Atendiendo al conjunto urbano, estuvo siempre condicionado por un camino. En tiempos antiguos por su centro cruzaba la Calzada Real de Galicia. Venía desde San Román y después de pasar junto a la mencionada ermita discurría entre las casas. Desde aquí proseguía en dirección al cercano Pobladura, suponemos que por la llamada Calle Real Vieja. Con el trazado de la carretera nacional, la actual N-VI, ese itinerario se desvió por una zona tangencial. Pero a su lado fueron creándose mesones y cantinas, hasta integrarlo en el propio núcleo, el cual se fue alargando hasta casi conectar con el del vecino Pobladura. Formóse una travesía recta y despejada por la cual la circulación fue cada año más intensa, con el consiguiente peligro para los vecinos. En nuestros días, tras la construcción medio kilómetro hacia el oriente de la moderna Autovía del Noroeste, la A-6, el tráfico se canaliza ahora por ella, habiendo recobrado el pueblo la tranquilidad y sosiego de antaño. La instauración de un área de servicio, con gasolineras y establecimientos hosteleros, aneja a la citada autovía, ha menguado el descalabro económico producido por ese trasvase de viajeros.

Al pasear por las diversas calles observamos que la mayor parte de las viviendas son de nueva construcción. Han desaparecido casi por entero los inmuebles de arquitectura tradicional, creados con un áspero y rojizo tapial lleno de guijarros. De todos los recintos urbanos el más noble es la Plaza Mayor, el cual se realza con un pavimento más estético. A las afueras, marcando el fin del término, resulta singular la Marra de Patagranos.
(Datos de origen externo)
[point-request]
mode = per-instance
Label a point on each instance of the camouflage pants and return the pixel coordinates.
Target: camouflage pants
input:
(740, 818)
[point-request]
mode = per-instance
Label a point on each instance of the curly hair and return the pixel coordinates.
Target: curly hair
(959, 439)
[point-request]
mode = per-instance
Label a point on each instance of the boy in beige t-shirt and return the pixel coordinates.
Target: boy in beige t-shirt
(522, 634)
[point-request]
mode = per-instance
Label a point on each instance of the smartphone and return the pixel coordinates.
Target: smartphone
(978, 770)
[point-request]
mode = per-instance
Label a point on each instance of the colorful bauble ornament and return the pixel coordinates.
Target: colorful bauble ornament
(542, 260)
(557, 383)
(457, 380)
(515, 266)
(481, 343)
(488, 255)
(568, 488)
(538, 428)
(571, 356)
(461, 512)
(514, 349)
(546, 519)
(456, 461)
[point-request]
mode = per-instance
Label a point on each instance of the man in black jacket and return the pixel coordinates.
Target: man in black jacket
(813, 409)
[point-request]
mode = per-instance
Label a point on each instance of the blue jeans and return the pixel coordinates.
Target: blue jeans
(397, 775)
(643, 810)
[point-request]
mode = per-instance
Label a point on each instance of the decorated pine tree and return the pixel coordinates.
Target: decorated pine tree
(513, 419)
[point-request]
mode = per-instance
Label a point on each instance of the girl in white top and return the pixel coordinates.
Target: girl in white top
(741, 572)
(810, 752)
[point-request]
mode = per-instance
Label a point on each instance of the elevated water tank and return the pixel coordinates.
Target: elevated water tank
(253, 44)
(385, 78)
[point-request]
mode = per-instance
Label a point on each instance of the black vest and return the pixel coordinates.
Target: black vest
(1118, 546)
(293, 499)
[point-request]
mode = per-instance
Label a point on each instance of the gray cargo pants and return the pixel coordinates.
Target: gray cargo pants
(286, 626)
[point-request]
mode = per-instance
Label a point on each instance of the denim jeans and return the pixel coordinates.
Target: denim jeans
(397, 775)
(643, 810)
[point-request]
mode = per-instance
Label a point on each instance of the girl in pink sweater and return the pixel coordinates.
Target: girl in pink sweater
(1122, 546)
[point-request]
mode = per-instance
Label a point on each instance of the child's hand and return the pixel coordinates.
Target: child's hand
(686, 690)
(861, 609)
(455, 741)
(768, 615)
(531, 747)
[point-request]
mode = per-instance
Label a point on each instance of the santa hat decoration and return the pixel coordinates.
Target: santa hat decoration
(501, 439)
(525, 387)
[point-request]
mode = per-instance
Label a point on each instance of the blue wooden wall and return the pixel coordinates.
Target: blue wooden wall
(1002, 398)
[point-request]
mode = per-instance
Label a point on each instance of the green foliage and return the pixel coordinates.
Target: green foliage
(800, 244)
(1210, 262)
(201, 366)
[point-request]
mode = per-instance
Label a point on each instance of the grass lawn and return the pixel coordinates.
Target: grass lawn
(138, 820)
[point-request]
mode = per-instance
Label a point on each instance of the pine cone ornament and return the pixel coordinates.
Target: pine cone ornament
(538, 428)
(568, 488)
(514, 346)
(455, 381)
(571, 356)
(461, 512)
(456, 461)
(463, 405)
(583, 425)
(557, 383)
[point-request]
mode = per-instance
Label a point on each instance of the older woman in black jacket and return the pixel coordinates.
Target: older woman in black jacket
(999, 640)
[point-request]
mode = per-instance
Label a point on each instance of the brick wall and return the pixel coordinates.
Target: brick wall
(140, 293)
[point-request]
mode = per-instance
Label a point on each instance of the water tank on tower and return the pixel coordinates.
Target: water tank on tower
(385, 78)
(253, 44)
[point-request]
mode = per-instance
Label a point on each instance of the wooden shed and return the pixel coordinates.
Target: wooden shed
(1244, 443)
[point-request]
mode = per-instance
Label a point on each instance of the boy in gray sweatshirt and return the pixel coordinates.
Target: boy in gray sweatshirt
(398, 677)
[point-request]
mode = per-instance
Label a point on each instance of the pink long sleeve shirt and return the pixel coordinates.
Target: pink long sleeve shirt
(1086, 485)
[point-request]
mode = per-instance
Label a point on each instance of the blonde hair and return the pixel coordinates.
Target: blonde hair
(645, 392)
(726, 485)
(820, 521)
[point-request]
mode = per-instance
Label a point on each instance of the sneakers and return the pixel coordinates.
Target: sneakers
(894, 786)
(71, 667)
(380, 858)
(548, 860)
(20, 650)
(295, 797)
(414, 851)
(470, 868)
Es un agudo piedrón de más de dos metros de altura, con una especie de bola cincelada en su extremo superior.

Atendiendo a la historia, las citas más antiguas en las que se menciona el pueblo son del año 1187. Por entonces se le denominaba Turris. Del 1336 se sabe que el rey Alfonso XI donó al convento de Santa Clara de Benavente 1000 maravedíes de los tributos de La Torre y otras aldeas de la zona. Pese a tal legado, esa cantidad no pudo cobrarse debido a la acusada pobreza en la que yacían esos lugares. Avanzando hasta el 1402, en esa fecha el pueblo estaba sujeto casi por entero al señorío de Juan de la Torre. Tal caballero cedió el dominio a las clarisas benaventanas, pero los vecinos afectados se rebelaron ante ese cambio jurisdiccional. Entablaron con las monjas un largo y famoso pleito que al final perdieron, quedando obligados a pagar las costas. Tiempos después y al igual que en la mayor parte de las poblaciones del entorno, el control pasó a los Condes de Benavente.